House bill would limit increases in total taxes raised by local governments
FARGO -- City, parks and school officials from both Fargo and West Fargo oppose two state House bills that would put a 3 percent limit on the total dollar increases in property taxes those entities could collect from one year to the next.
The bills, House Bills 1290 and 1465, have both been approved in the House and start winding their way through the Senate today, as the Legislature ends its crossover break.
Rep. Jim Kasper, R-Fargo, the lead author of HB 1290, said the tax system needs reform to make sure local governments don't try to capture more revenue after the state takes on a bigger share of property taxes.
"I think we're going to be sending back a billion with a "B" of property tax reduction, if you add up all the bills that we think will pass," Kasper said.
HB 1290 sets a 3 percent limit on the increase in dollars collected in property taxes from year to year by a taxing entity. To go beyond that for one year requires a public vote with 60 percent supermajority approval.
HB 1465 also sets a 3 percent limit on the increase in property taxes collected. That can be doubled with public notice and a hearing. The limits can also be suspended for a set amount of time by a vote of 55 percent of voters.
Both bills have exceptions for new property.
Currently, HB 1290 would be "a wash" in terms of revenue for the Fargo School District because the growth of taxable valuations is low, but in the western Oil Patch, there are double-digit increases in property values, said Broc Lietz, business manager for the school district.
When the economy is churning, expenses rise, Lietz said.
"If the state of North Dakota sees growth, we'd certainly want to capture the value of that," he said, particularly since Fargo could return to the times when property values rose 6 percent to 8 percent a year.
"I think it's a question of local control.
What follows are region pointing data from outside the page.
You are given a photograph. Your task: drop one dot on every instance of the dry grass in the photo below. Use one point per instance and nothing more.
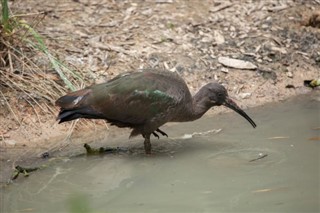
(29, 72)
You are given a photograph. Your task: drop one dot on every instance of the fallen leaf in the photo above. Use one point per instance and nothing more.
(314, 139)
(236, 63)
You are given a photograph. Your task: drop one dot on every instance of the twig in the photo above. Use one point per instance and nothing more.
(221, 7)
(11, 110)
(258, 158)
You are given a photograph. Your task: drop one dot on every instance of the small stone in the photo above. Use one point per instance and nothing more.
(10, 142)
(244, 95)
(289, 74)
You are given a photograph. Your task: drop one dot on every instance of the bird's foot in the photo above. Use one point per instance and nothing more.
(155, 135)
(162, 132)
(147, 145)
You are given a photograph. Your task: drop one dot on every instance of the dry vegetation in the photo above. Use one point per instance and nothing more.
(59, 45)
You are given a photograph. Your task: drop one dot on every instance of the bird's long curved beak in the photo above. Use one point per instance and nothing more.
(232, 105)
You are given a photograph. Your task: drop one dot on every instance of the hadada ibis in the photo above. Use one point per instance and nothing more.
(143, 101)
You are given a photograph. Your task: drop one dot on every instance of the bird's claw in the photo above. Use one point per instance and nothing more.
(162, 132)
(155, 135)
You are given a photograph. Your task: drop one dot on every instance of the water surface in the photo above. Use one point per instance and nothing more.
(206, 172)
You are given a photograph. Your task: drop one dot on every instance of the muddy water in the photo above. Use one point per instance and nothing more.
(274, 168)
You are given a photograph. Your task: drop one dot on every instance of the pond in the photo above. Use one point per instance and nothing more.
(215, 164)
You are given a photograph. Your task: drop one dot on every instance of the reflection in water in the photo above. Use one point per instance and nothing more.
(220, 171)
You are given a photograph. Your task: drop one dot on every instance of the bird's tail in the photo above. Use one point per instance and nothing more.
(75, 105)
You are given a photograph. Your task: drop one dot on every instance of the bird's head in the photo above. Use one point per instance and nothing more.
(217, 95)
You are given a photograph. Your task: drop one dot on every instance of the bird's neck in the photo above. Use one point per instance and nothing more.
(195, 108)
(200, 105)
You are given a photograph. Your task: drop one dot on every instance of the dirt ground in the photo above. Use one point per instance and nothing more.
(279, 40)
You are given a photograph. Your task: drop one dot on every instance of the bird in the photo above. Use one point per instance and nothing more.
(144, 100)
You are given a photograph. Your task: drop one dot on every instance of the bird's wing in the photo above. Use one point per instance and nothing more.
(138, 97)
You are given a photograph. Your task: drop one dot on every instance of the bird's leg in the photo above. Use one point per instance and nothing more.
(162, 132)
(147, 144)
(155, 135)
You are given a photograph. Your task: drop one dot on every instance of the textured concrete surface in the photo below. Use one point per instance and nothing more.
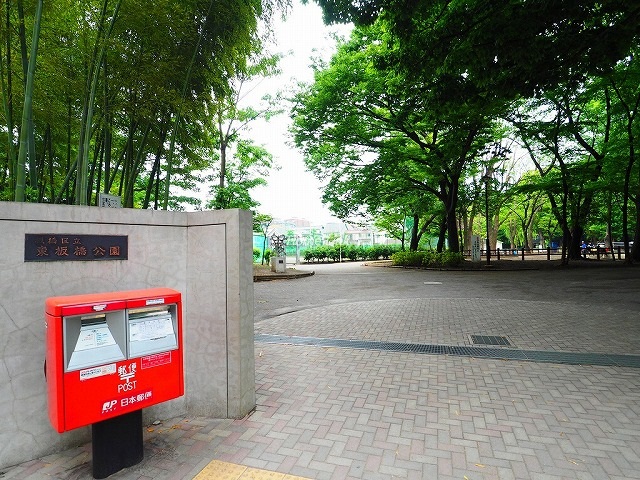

Let the local taxpayers decide" their tax rates, Lietz said.
Mark Lemer, business manager for the West Fargo School District, said there are already limits in state law on school taxes. The general fund levy limit is 110 mills, he said.
"They restrict the ability to tax and they (state lawmakers) want to take it further and further," Lemer said.
Lemer said the requirement for a 60 percent supermajority vote in HB1290 to go over the 3 percent cap on property taxes collected only lasts for a year. "The practicality makes it less than reasonable," he said,
West Fargo City Administrator Jim Brownlee said the 3 percent limits would mean his fast-growing city would have a hard time paying for enough police or street department workers.
"I can't imagine a Williston or Dickinson, who are having explosive growth, how they would manage to keep even," Brownlee said.
Jim Larson, the Fargo Park District's finance director, said the cap on dollars would force the district to limit the services as the city grows, or add or increase fees.
"We see the current system works very well with the economy as it fluctuates," Larson said.
Fargo's Finance Director Kent Costin said the property tax caps for both bills don't take into account taxing to handle natural disasters -- like floods -- or judgments against a government. He said the city will keep watching the Legislature to be sure any bill approved doesn't "become so restrictive so we can't deal with things as they come to hand."